21 de mar. de 2007

Ruminante ii

Sidnei era, tecnicamente, um ruminante. Passava dias ruminando tudo que acontecia consigo mesmo. Desde as manhãs, no rotineiro acordar cedo, até a noite, quando, depois das suas orações não tão fervorosas quanto esperariam os santos invocados. Pensava tanto nas coisas com que tomava contato que já tinha até desenvolvido uma maneira própria de fazê-lo. É claro que Sidnei não era burro. Sabia que não havia nenhuma maneira ainda inventada ou pelo menos palpável a um mero membro da classe média metropolitana de se colocar na mente dos outros - e sabia também que muita gente dizia que conseguia fazer esse tipo de coisa, mas não dava o menor crédito - e que, portanto, não poderia dizer que seu modo de ruminar era diferente, único, ou até mesmo melhor que de qualquer outra pessoa que esperava o ônibus no ponto com ele, das pessoas com quem falava no trabalho, ou, tanto faz, aqueles mendigos do centro da cidade.
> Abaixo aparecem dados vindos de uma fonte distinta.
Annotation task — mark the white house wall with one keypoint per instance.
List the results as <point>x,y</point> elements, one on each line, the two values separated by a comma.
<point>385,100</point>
De qualquer forma, era confortável pensar desse jeito. Além disso, pensar era a coisa mais confortável a se fazer, segundo as conclusões que Sidnei insistia em explicar a si mesmo. Não era uma mera válvula de escape como os mais extrovertidos e bem relacionados possam pensar. Não bastasse isso, é fácil concluir por si só, baseado nestes exemplos, que Sidnei não era nem um pouco um sujeito extrovertido tampouco bem relacionado - em termos de quantidade, já que o que importa é a qualidade, como gostava ele de frisar. Sidnei era bancário, tímido e um cara que gostava de ruminar sobre tudo que acontecia. E uma das ruminações que mais empertigava o bancário tímido ruminante era que ele quase nunca fazia o que queria.
Entre sua casa e o banco, Sidnei levava dez minutos até o ponto de ônibus. Quando chegava seu ônibus, mais dez minutos até o ponto mais próximo ao banco, então mais cinco minutos até o bebedouro, onde enchia sua canequinha de água e ia até seu caixa. Pelo menos era o que pensava. Mas nunca conseguiu calcular o tempo exato. Já tentara cronometrar - com o Dumont sem números que ganhara de mamãe - mas sempre se perdia na medição. O trajeto costumava levar não mais que nove minutos até o ponto de ônibus. Seu recorde eram quatro e catorze, em um dia que ele se atrasou com a fechadura de casa, mas ele não sabia disso. O maior tempo que esperou por um ônibus que lhe servisse foi cinqüenta e sete minutos e dezoito segundos, em um dia em que houve várias quebras seguidas. Segundo ele lembra, naquela sexta-feira esperou uma hora e meia - e pode então ruminar toda a semana com cuidado. O percurso do ônibus até o ponto próximo a seu trabalho lhe tomava mais nove minutos e meio, mais ou menos, mas poderia ser feito em sete facilmente se todos motoristas colaborassem. O recorde, três incríveis minutos cravados entre por o primeiro pé e tirar o último no ponto de chegada. Era outra sexta-feira e o dia anterio tinha sido feriado, de forma que a cidade estava vazia. A última etapa do caminho era a mais díspare. Sidnei levava geralmente de sete a dez minutos para chegar ao banco, pegar sua água e sentar-se no seu posto. Sua melhor marca chegava a um minuto, mas nesse dia não pegou água nem parou para ver vitrine nenhuma, nem na banca de jornais. Sidnei, contudo, se lembrava desse dia de maneira diferente, e não gostava de comentar a ocasião.